Just turning this on, can see speed gains in my experience of 200 to 300%, of course that's just a number and mileage may vary but let's say in most cases the load time for a site is cut in half. Minifying content like CSS and JS files will also help, as this process removes elements such as whitespace and line breaks that make it human-readable but a computer doesn't need in order to process it.
Making Fewer Connections
The benefits of making fewer client connections to serve content should be fairly obvious but doing so gets the client the content faster which means more conversion and you can do the math on that.
Serving Content From Multiple Subdomains
Parallelize the download of your content. To do this put images on their own subdomain, put scripts and CSS on its own subdomain. This is my preference as it means my browser can open 3 connections to grab content which means the browser doesn't have to wait. Three connections to the server is better than one queueing up all that stuff people are waiting to look at. If it works for FTP, it can work for your website too.
One thing to keep in mind, scripts block. This means that the rest of your page will not render until the scripts you've just included are completely downloaded and evaluated. For this reason put your scripts at the bottom of your page just before the closing </body> tag.
Caching
How often does your logo actually change? Make sure it gets cached. Cached content is hands down faster than getting it over the wire. If your vistors are always downloading the same elements with each page they visit they have have to wait. Luckily this is easy to do. Set an Expires header on your content. Set it a year in the future. Done. Visitor visits site for the first time, gets logo image, and doesn't download it again for 365 days. Now I know what you might think, what happens if we do change the logo? Simple. If the Last-Modified header of your logo image is newer than the one in the visitor cache it caches the newer image for another 365 days.
Combining Content
Going along with the previous points, combining CSS files or JS files together into one will limit the number of connections we make, require us to cache only one of each file, with compression we can make these combined files very lean.
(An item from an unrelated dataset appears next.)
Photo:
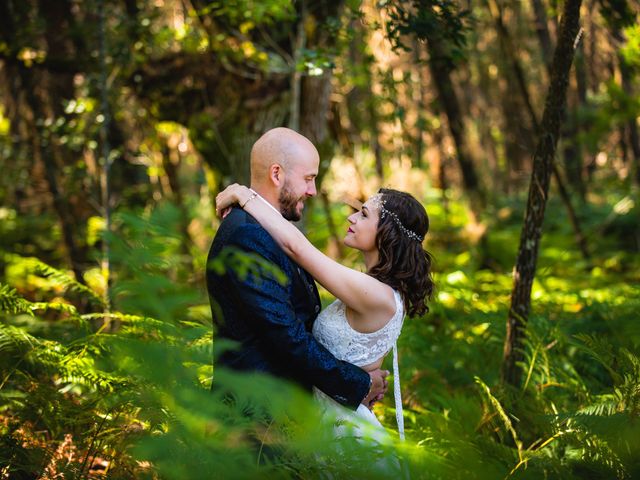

As an example this is how I combine CSS files in ColdFusion:
<link href="/styles/site.cfm" media="screen" rel="stylesheet" type="text/css" />
(Yes that is a CFM file)
In /styles/site.cfm:
<cfheader name="Content-type" value="text/css">
<cfinclude template="file1.css">
<cfinclude template="file2.css">
<cfinclude template="file3.css">
The server combines all the files together and serves only one file, which the browser sees as CSS. One HTTP connect versus three.
This can easily be achieved in your server-side language of choice. And can be done with any of text content, JS, etc.
Another way to limit the connections and combine files is to use CSS sprites. This is especially useful for graphic content that rarely if ever changes. Things like your logo, UX elements, navigation, etc. One file, many graphics, one connection, one cache item.
Testing
The biggest thing to all of this of course is testing. What may seem fast to you might not be so for someone else, and that someone else may have been a potential conversion.
I use many tools to test the speeds at which my pages load. Some of the ones I can't live without include:
To test the speed of a site at 28.8kbps, 56kbps, ISDN speeds (and yes people still do connect at those speeds) never be without Sloppy. This Java application will allow you connect to your content at these speeds. What is great on a ultra-sleek, blazing connection might not be so hot at dial-up rates.
Take this advice with as much salt as you like. This is what we do and it works for us.
1 Comments :
Whats your take on tools that can automate much of the good practice you mention - we're trialling one at the moment (aptimize) and are v happy with the results we are seeing - your opinion on website accelerators would be valuable.
Agree with you about Sloppy, fantastic tool.